La trascendencia para Milei respecto a la aprobación de la Ley Bases en el Senado de la Nación va más allá de lo simbólico; es un elemento crucial para el avance de su agenda. Su dedicación constante a supervisar de cerca cada desarrollo y negociación, como lo reflejan las crónicas recientes, demuestra la importancia que otorga a este proceso. En este contexto, Guillermo Franco emerge como una figura central en la estrategia de Milei, siendo designado como el líder de la batalla actual. Esta elección representa un cambio significativo respecto a enfoques previos que no arrojaron los resultados esperados. Franco, con su vasta experiencia, se revela como el alfil ideal para buscar consensos y acuerdos. Un ejemplo elocuente de esta colaboración es la compleja negociación en torno a la reforma laboral. Este aspecto reviste una importancia crucial dentro del conjunto de reformas, ya que podría ser la llave para una sólida recuperación del empleo privado por parte del gobierno.

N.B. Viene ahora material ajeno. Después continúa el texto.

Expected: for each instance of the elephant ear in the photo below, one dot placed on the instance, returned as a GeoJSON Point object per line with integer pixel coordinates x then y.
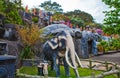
{"type": "Point", "coordinates": [53, 43]}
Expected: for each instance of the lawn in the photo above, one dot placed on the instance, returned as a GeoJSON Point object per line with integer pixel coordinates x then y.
{"type": "Point", "coordinates": [82, 71]}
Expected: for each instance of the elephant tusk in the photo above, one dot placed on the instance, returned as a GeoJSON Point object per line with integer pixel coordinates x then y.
{"type": "Point", "coordinates": [66, 57]}
{"type": "Point", "coordinates": [78, 60]}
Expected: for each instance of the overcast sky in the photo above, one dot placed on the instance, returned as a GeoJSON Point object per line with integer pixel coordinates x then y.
{"type": "Point", "coordinates": [93, 7]}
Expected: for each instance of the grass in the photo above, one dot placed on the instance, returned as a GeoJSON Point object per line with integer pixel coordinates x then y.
{"type": "Point", "coordinates": [82, 71]}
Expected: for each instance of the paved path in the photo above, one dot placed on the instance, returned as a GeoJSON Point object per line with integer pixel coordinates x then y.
{"type": "Point", "coordinates": [113, 57]}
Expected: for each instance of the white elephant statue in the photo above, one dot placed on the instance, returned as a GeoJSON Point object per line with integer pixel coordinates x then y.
{"type": "Point", "coordinates": [54, 49]}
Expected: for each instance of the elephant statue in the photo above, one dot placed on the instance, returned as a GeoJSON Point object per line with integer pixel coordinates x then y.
{"type": "Point", "coordinates": [61, 47]}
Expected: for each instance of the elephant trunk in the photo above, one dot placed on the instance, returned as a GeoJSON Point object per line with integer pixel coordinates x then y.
{"type": "Point", "coordinates": [71, 48]}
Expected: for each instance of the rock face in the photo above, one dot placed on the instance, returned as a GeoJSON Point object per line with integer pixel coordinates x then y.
{"type": "Point", "coordinates": [13, 48]}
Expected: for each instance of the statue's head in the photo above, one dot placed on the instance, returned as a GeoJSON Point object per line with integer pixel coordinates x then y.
{"type": "Point", "coordinates": [61, 36]}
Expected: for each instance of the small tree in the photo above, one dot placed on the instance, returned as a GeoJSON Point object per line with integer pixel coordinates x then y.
{"type": "Point", "coordinates": [28, 36]}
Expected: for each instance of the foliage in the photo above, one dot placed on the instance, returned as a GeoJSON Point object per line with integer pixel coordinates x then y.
{"type": "Point", "coordinates": [51, 6]}
{"type": "Point", "coordinates": [82, 71]}
{"type": "Point", "coordinates": [112, 20]}
{"type": "Point", "coordinates": [35, 19]}
{"type": "Point", "coordinates": [10, 10]}
{"type": "Point", "coordinates": [27, 53]}
{"type": "Point", "coordinates": [29, 35]}
{"type": "Point", "coordinates": [59, 16]}
{"type": "Point", "coordinates": [103, 45]}
{"type": "Point", "coordinates": [82, 17]}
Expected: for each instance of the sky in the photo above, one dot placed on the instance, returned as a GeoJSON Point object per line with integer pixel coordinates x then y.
{"type": "Point", "coordinates": [93, 7]}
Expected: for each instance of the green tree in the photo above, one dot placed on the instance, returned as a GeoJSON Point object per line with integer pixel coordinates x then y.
{"type": "Point", "coordinates": [80, 17]}
{"type": "Point", "coordinates": [10, 10]}
{"type": "Point", "coordinates": [51, 6]}
{"type": "Point", "coordinates": [112, 17]}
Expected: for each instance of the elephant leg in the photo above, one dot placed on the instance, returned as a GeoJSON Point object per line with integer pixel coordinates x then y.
{"type": "Point", "coordinates": [77, 73]}
{"type": "Point", "coordinates": [66, 67]}
{"type": "Point", "coordinates": [56, 65]}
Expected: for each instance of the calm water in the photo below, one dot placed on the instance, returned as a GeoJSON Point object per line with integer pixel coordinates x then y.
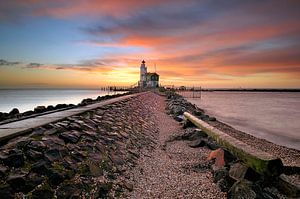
{"type": "Point", "coordinates": [27, 99]}
{"type": "Point", "coordinates": [273, 116]}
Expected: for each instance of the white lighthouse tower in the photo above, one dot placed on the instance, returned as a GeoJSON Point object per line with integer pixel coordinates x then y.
{"type": "Point", "coordinates": [143, 73]}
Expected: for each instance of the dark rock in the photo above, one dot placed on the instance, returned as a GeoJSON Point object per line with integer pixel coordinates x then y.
{"type": "Point", "coordinates": [69, 191]}
{"type": "Point", "coordinates": [37, 133]}
{"type": "Point", "coordinates": [40, 109]}
{"type": "Point", "coordinates": [32, 181]}
{"type": "Point", "coordinates": [187, 124]}
{"type": "Point", "coordinates": [116, 159]}
{"type": "Point", "coordinates": [225, 184]}
{"type": "Point", "coordinates": [53, 155]}
{"type": "Point", "coordinates": [228, 157]}
{"type": "Point", "coordinates": [6, 191]}
{"type": "Point", "coordinates": [14, 158]}
{"type": "Point", "coordinates": [33, 155]}
{"type": "Point", "coordinates": [211, 144]}
{"type": "Point", "coordinates": [43, 193]}
{"type": "Point", "coordinates": [3, 171]}
{"type": "Point", "coordinates": [241, 189]}
{"type": "Point", "coordinates": [27, 113]}
{"type": "Point", "coordinates": [22, 142]}
{"type": "Point", "coordinates": [197, 143]}
{"type": "Point", "coordinates": [104, 189]}
{"type": "Point", "coordinates": [37, 146]}
{"type": "Point", "coordinates": [179, 118]}
{"type": "Point", "coordinates": [197, 134]}
{"type": "Point", "coordinates": [219, 174]}
{"type": "Point", "coordinates": [128, 186]}
{"type": "Point", "coordinates": [238, 171]}
{"type": "Point", "coordinates": [17, 181]}
{"type": "Point", "coordinates": [86, 101]}
{"type": "Point", "coordinates": [40, 167]}
{"type": "Point", "coordinates": [14, 112]}
{"type": "Point", "coordinates": [70, 137]}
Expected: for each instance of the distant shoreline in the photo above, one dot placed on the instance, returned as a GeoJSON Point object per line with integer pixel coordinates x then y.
{"type": "Point", "coordinates": [252, 90]}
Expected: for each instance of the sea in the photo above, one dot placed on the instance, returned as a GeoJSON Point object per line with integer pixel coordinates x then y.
{"type": "Point", "coordinates": [274, 116]}
{"type": "Point", "coordinates": [28, 99]}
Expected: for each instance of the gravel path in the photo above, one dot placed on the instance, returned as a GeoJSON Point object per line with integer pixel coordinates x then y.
{"type": "Point", "coordinates": [168, 170]}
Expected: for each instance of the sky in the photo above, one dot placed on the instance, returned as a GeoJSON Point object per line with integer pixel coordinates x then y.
{"type": "Point", "coordinates": [92, 43]}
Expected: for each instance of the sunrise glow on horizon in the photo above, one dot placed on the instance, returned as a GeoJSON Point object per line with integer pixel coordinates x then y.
{"type": "Point", "coordinates": [87, 44]}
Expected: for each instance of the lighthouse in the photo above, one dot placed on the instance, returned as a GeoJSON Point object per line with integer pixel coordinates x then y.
{"type": "Point", "coordinates": [143, 73]}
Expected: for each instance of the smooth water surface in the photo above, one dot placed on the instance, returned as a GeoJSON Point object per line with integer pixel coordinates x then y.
{"type": "Point", "coordinates": [28, 99]}
{"type": "Point", "coordinates": [274, 116]}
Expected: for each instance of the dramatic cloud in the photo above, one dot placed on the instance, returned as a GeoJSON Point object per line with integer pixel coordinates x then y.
{"type": "Point", "coordinates": [8, 63]}
{"type": "Point", "coordinates": [211, 40]}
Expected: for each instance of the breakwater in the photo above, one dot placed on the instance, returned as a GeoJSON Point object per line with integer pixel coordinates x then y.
{"type": "Point", "coordinates": [128, 148]}
{"type": "Point", "coordinates": [85, 155]}
{"type": "Point", "coordinates": [15, 114]}
{"type": "Point", "coordinates": [233, 158]}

En el complicado escenario de la negociación política en torno al pacto de Mayo, los gobernadores son los actores centrales. Tanto si la decisión se toma en el Senado como si la Ley Bases retorna a Diputados con modificaciones, las perspectivas de aprobación son hoy muy favorables. Esto se debe en gran medida a la disposición del gobierno de entablar conversaciones con los gobernadores, cuya influencia real es considerable en este contexto. Es importante destacar que la figura de Cristina Fernández de Kirchner ha perdido relevancia en términos prácticos dentro de estas negociaciones. Su capacidad de influir se ve limitada por la falta de control sobre los recursos estatales, lo que la coloca en una posición desventajosa para ofrecer contrapartidas significativas. Los gobernadores más experimentados en el arte de la negociación política serán los últimos en aceptar o rechazar las propuestas, ya que esto les otorga una posición de fuerza que pueden aprovechar para obtener concesiones adicionales. En este contexto, los últimos votos obtenidos son los más valiosos, lo que eleva su poder de negociación.

La eventual aprobación de la Ley Bases, ya sea en el Senado o en un hipotético retorno a la Cámara de Diputados, marcará un hito en el gobierno libertario argentino. Esto se debe a que la ley representa una legislación que transforma el modelo de país de uno a otro, equivalente a cruzar una frontera. Los sacrificios realizados en términos de convicciones personales en pos de este objetivo son justificados por la magnitud de la transformación que se busca alcanzar. Este proceso ocurre en un momento en el que el ánimo social comienza a mostrar signos de desgaste frente a la dureza del ajuste que todos los argentinos están experimentando. 

Es motivo de celebración que en Argentina se estén discutiendo nuevos temas, especialmente aquellos relacionados con las transformaciones propuestas, como la reforma laboral. Estas discusiones están empezando a desafiar tabúes perjudiciales que han perpetuado el trabajo en negro durante décadas. Sin embargo, el gobierno no debe descuidar su labor de comunicación pública. Es fundamental incrementarla, incluso si el tiempo es escaso, ya que no hacerlo podría dejar a la población sin una explicación clara de las razones detrás del ajuste que están experimentando. Este descuido podría tener un costo en términos de apoyo electoral de cara a 2025. Es esencial que los ciudadanos comprendan por qué deben soportar las privaciones y los ajustes en sus bolsillos.